Simple - Julie Estève

Bon, ce deuxième roman de Julie Estève je l'attendais avec une rare impatience et une belle curiosité. Depuis ma rencontre percutante avec Lola, l'héroïne de Moro-sphinx, son premier roman, un vrai choc de lecture qui possédait tous les ingrédients laissant penser qu'on découvrait là une sacrée écrivaine. Mais, le passage du premier roman à la suite n'est pas toujours évident alors, à l'impatience s'ajoute une petite dose d'appréhension, c'est normal.
Elle disparait vite, cette appréhension. Dès les premiers mots en fait : "Antoine Orsini est mort et le soleil n'y peut rien". Reste à savoir qui était Antoine Orsini, parce que pour le reste "On ne dira pas ici comment il est mort. Ce qui l'a tué. On écoutera, dans les odeurs de maquis, de marjolaine sauvage, la voix d'un homme qui pour certains ou le reste du monde, n'en était pas tout à fait un". Ça y est ? Vous êtes parti chercher le livre ?... Pas mal comme premières pages, hein ? De toute façon je ne vous en raconterai pas plus sur l'histoire d'Antoine. Je vous dirai juste que l'action se situe en Corse, qu'Antoine est surnommé le baoul du village (une sorte d'idiot en patois), que sa meilleure amie et interlocutrice privilégiée est une chaise qu'il trimballe partout et qu'il ne jure que par son copain Magic. Sachez également qu'Antoine aimait beaucoup Florence Biancarelli et que lorsque celle-ci a été retrouvée morte, forcément, les soupçons se sont tournés vers lui. Avec tout ça, rassurez-vous, vous ne savez rien.

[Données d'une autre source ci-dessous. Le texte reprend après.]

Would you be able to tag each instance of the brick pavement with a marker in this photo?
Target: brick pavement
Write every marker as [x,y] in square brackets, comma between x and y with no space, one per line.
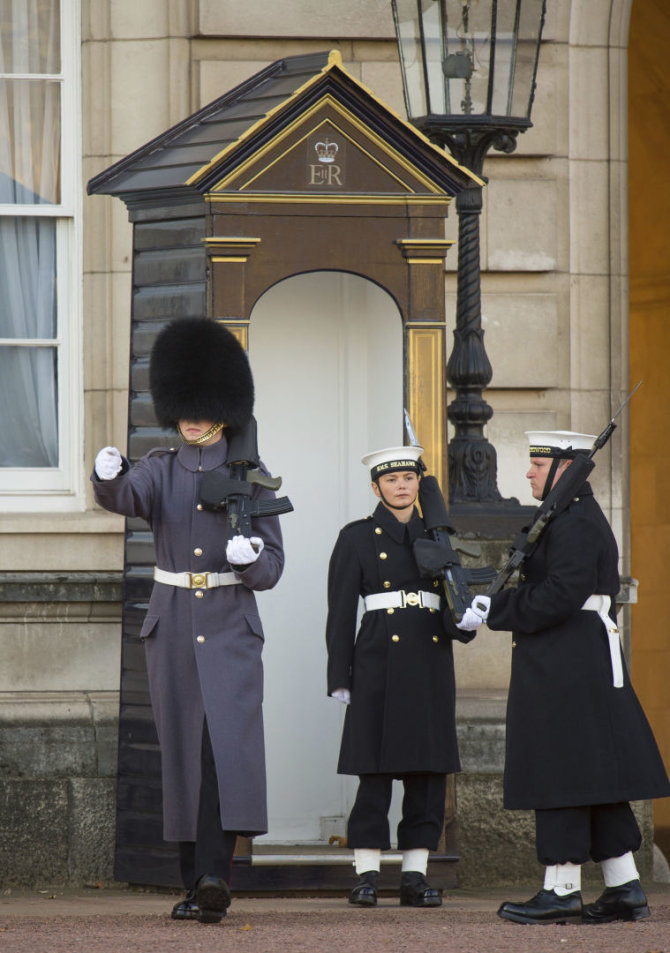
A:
[116,919]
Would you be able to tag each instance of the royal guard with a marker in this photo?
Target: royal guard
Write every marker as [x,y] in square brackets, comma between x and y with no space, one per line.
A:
[396,676]
[579,746]
[202,633]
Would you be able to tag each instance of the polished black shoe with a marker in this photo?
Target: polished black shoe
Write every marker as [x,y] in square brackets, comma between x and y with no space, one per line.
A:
[212,897]
[364,893]
[626,902]
[415,891]
[545,907]
[186,909]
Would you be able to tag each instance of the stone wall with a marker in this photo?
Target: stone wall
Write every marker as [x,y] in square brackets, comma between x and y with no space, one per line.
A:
[58,744]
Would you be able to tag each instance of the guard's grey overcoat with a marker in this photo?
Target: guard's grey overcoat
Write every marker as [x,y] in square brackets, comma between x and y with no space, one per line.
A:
[220,676]
[400,667]
[573,739]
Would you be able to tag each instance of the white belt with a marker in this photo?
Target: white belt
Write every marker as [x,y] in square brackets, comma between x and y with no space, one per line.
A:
[601,605]
[195,580]
[401,599]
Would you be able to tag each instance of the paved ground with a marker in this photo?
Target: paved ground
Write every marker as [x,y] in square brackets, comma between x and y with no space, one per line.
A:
[118,920]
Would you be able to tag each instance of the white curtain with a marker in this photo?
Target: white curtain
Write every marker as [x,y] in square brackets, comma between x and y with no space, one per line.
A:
[29,175]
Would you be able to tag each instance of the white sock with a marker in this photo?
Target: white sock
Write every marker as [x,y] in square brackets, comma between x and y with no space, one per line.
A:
[550,877]
[366,858]
[619,870]
[415,859]
[563,878]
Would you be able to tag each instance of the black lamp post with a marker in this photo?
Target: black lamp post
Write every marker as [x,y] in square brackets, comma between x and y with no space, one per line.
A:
[468,70]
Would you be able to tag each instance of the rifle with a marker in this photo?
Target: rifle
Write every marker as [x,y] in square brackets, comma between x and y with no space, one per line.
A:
[436,557]
[233,493]
[558,498]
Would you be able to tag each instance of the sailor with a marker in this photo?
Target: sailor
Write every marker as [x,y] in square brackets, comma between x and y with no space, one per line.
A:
[396,677]
[202,633]
[579,746]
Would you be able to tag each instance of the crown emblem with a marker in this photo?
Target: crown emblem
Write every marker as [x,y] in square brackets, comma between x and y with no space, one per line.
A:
[326,151]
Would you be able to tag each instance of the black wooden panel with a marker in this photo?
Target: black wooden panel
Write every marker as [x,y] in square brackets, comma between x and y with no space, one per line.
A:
[169,265]
[144,439]
[176,233]
[175,301]
[169,280]
[139,374]
[140,548]
[141,411]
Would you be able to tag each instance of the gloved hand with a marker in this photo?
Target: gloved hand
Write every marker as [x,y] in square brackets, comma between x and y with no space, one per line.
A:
[481,605]
[108,463]
[342,694]
[470,621]
[241,551]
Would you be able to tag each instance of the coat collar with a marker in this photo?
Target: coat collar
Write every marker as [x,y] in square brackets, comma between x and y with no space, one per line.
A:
[206,458]
[396,530]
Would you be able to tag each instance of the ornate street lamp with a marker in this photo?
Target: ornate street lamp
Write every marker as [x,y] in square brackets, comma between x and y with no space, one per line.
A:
[468,70]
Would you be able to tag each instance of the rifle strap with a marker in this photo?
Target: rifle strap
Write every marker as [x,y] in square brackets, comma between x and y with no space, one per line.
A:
[601,605]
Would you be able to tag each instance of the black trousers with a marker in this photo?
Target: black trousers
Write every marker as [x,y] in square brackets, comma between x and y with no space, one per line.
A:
[212,851]
[422,812]
[577,834]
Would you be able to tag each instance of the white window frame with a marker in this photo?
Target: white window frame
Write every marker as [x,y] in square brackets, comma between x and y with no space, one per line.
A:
[60,489]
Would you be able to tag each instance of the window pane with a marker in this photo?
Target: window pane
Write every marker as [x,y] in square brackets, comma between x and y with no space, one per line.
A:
[30,36]
[28,278]
[28,384]
[30,141]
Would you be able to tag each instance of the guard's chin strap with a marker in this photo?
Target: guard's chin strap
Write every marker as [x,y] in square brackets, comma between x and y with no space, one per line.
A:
[391,506]
[551,475]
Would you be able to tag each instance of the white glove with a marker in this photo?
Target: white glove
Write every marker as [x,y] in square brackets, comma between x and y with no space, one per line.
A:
[470,621]
[481,605]
[241,551]
[108,463]
[342,694]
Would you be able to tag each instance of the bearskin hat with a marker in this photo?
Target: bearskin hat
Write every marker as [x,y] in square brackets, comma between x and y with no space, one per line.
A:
[200,371]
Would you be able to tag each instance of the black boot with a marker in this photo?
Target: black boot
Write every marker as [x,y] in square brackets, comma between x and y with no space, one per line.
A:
[212,896]
[626,902]
[415,891]
[186,909]
[364,893]
[545,907]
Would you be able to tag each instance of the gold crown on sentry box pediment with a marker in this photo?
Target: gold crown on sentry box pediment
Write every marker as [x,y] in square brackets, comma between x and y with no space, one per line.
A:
[326,151]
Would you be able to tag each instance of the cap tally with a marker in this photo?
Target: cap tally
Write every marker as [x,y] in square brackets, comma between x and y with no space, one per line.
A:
[558,443]
[392,460]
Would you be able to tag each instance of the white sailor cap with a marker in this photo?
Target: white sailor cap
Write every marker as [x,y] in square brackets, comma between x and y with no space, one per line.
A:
[391,460]
[558,443]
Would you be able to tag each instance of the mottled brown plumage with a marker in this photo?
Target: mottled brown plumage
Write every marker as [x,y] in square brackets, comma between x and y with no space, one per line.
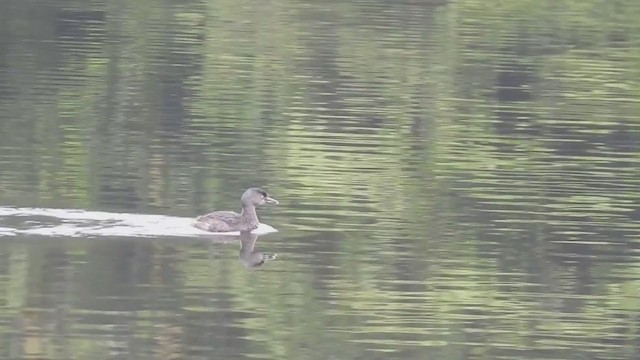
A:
[226,221]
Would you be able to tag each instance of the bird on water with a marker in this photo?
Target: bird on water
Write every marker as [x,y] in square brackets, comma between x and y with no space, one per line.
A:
[247,220]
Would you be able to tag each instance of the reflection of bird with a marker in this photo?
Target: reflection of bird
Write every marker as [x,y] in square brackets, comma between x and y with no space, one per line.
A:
[249,257]
[247,220]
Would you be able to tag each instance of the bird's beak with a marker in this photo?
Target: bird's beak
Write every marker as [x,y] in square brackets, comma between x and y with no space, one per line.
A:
[270,200]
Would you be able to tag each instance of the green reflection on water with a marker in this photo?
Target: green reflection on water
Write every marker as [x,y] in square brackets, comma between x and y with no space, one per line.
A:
[458,180]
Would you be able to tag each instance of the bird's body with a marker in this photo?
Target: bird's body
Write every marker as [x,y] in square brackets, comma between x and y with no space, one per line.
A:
[226,221]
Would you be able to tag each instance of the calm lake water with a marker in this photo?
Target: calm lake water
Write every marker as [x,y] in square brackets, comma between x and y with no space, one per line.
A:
[457,179]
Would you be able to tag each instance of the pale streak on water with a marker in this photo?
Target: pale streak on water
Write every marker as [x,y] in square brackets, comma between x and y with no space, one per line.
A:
[458,180]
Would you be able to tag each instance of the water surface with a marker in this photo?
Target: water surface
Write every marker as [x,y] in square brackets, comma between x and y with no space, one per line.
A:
[457,179]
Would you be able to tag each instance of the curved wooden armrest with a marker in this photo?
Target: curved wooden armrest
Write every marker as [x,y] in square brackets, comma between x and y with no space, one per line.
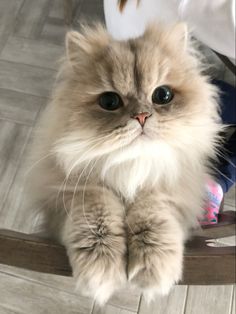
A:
[203,265]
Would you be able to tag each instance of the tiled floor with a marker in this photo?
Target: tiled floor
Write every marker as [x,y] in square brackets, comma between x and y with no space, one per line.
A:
[31,40]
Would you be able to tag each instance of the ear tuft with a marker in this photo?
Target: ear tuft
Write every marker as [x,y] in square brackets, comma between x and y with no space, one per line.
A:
[179,34]
[73,42]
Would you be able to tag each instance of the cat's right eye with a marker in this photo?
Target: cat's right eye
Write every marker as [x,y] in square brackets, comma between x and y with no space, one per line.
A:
[110,101]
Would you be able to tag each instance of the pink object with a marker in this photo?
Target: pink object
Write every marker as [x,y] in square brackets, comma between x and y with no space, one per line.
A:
[212,206]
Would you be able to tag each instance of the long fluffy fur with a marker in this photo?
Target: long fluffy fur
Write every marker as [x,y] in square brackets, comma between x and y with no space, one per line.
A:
[123,203]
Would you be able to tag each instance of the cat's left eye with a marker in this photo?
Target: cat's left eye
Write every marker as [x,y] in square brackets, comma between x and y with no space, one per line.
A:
[162,95]
[110,101]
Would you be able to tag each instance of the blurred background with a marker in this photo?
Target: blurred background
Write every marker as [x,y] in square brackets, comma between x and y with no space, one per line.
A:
[31,41]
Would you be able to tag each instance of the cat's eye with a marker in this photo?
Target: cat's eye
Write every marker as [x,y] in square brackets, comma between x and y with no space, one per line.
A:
[162,95]
[110,101]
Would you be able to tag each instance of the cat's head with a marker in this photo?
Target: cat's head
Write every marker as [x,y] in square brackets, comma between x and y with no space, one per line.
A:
[142,98]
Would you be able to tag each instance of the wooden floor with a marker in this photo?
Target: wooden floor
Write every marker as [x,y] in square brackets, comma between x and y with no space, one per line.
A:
[31,40]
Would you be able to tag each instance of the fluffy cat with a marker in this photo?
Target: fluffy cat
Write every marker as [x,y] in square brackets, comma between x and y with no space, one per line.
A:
[122,155]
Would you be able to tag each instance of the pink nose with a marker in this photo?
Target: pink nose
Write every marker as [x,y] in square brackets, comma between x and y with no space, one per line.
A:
[141,117]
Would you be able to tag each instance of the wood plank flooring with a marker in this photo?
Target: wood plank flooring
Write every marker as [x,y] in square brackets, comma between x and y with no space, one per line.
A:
[31,41]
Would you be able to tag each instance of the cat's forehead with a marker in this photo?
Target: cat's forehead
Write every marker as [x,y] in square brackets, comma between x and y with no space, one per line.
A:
[135,67]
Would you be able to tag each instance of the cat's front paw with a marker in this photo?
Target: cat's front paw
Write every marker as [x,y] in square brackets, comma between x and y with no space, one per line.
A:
[99,263]
[100,277]
[154,265]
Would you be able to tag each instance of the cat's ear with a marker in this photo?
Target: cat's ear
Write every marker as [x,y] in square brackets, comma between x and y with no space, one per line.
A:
[88,42]
[179,35]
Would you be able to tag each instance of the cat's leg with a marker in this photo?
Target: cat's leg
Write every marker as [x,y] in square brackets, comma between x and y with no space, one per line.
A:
[95,238]
[155,245]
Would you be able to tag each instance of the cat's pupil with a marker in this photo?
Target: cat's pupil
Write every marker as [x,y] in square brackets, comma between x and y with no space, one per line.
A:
[110,101]
[162,95]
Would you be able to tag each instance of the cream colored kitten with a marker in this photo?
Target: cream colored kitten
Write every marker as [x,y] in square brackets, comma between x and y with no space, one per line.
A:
[122,156]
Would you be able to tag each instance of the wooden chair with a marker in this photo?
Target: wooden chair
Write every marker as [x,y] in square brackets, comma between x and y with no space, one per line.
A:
[205,262]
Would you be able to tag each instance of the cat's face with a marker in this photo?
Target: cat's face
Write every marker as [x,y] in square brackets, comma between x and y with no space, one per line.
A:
[146,94]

Julie Estève crée ici un héros inoubliable en parvenant à nous le rendre proche, à nous faire entrer dans sa tête sans que jamais le trait n'ait l'air forcé ou incongru. C'est du grand art. On suit l'histoire par les yeux et la voix d'Antoine en même temps que l'on découvre la perception et les réactions extérieures. Cette mise en parallèle des "normaux" et du baoul, c'est aussi l'occasion de renverser les points de vue entre innocents et coupables. Elle réussit à mixer fraicheur et perversion dans l'analyse des sentiments, servie en cela par l'ambiance particulière de ce territoire qui est ici plus qu'un élément contextuel, presque un personnage à part entière. Ce qu'elle fait a l'air simple alors que c'est d'une complexité incroyable. Le cheminement auprès d'Antoine a quelque chose de captivant et l'intrigue est aussi prenante qu'un polar.
En seulement deux romans, Julie Estève nous colle deux sacrés personnages dans la tête, tellement différents l'un de l'autre et pourtant tout aussi marquants. Il y a une force dans son univers, entrevue dans Moro-sphinx et confirmée ici, une forme d'audace aussi à créer hors des sentiers (re)battus en compagnie de personnalités qui interpellent par leur singularité. Tous ceux qui ont lu Moro-sphinx sont dans mon cas et vont se précipiter sur Simple. Pour les autres, n'attendez surtout pas plus longtemps pour faire connaissance avec cette plume exceptionnelle.